Abstract
Background/Aim: A noninvasive method for predicting a patient's response to neoadjuvant chemoradiotherapy (nCRT) for locally advanced rectal cancer would be useful because this would help determine the subsequent treatment strategy. Two types of noninvasive biomarkers have previously been studied, based on radiomics and based on blood test parameters. We hypothesized that a combination of both types would provide a better predictive power, and this has not previously been investigated. Patients and Methods: Data from 135 patients with locally advanced rectal cancer who underwent nCRT were retrospectively allocated into training and validation cohorts in a 2:1 ratio. Sixty-five radiomics features were extracted from tumors segmented on T2-weighted magnetic resonance images. An elastic net was applied to generate four models for discerning the patients with good responses to nCRT based on radiomics features (model R), blood biomarkers (model B), both (model RB), and a linear combination of models R and B (model R+B). Results: Among 65 radiomics features, 17 were selected as robust features for model development. The AUC values of model R, model B, model RB, and model R+B achieved 0.751, 0.627, 0.785, and 0.711 in the training cohort (n=90), and 0.705, 0.603, 0.679, and 0.705 in validation cohort (n=45), respectively. In the entire cohort, models RB and R+B demonstrated a significantly better performance than model B but not R. There was no correlation between the scores of models R and B (p=0.76). Radiomics features had a greater influence than blood biomarkers on models RB and R+B. Conclusion: A non-redundancy between radiomics features and blood-based biomarkers was observed. Furthermore, radiomics features are more valuable in terms of predicting response to nCRT. The importance of combining non-invasive biomarkers in future investigations is highlighted.
Neoadjuvant chemoradiotherapy (nCRT) is the standard treatment for locally advanced rectal cancer (LARC). The patient's response to nCRT is associated with disease outcome (1) and is often used to determine the subsequent treatment (2, 3). For example, patients with a good response to nCRT could be candidates for local excision or a watch-and-wait strategy (3-6). Confirmation the response by biopsy is desirable, but this is invasive and can be uncomfortable for the patient. Because of this, numerous reports have proposed noninvasive biomarkers for predicting the response of tumors to nCRT.

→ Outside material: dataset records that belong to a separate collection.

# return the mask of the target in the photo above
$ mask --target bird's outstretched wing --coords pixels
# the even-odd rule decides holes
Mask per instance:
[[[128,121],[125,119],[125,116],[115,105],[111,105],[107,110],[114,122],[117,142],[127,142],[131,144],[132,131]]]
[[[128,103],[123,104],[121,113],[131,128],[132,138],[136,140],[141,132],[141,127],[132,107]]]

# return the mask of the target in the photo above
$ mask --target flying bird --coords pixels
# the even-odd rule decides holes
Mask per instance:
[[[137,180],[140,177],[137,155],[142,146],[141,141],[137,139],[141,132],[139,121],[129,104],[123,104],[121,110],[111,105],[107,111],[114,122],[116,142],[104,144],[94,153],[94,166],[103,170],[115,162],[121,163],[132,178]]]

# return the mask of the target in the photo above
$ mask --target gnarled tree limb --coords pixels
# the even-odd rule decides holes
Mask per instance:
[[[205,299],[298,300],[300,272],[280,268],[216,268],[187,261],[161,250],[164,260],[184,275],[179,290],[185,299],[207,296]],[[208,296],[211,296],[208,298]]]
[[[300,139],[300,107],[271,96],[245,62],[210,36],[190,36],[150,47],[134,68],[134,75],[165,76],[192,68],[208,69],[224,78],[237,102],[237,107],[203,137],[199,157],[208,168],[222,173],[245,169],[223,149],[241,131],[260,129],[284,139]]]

Two categories of noninvasive biomarkers for predicting the response of rectal cancer to nCRT have been studied. The first approach is based on radiomics, the analysis of features extracted from radiological studies, which has enabled the prediction of phenotypes and prognoses of various types of cancer (4). Radiomics is a powerful method that reflects the biology of the whole tumor, and even that of the peritumoral region, and which can be accessed serially during or after treatment. Several radiomics models have demonstrated good performance in predicting the response of rectal cancer to nCRT (5-12). The second approach is based on establishing the predictive value of biomarkers from routine blood tests, such as levels of serum albumin (13) and carcinoembryonic antigen (CEA) (14, 15). A great strength of these biomarkers is their availability without any additional invasive tests. Radiomics and blood markers may provide complementary information, therefore we hypothesized that integrating information from these two types of biomarkers could improve the overall performance for predicting the response to nCRT. No studies have combined these two types of biomarkers in rectal cancer to predict tumor response, in the past.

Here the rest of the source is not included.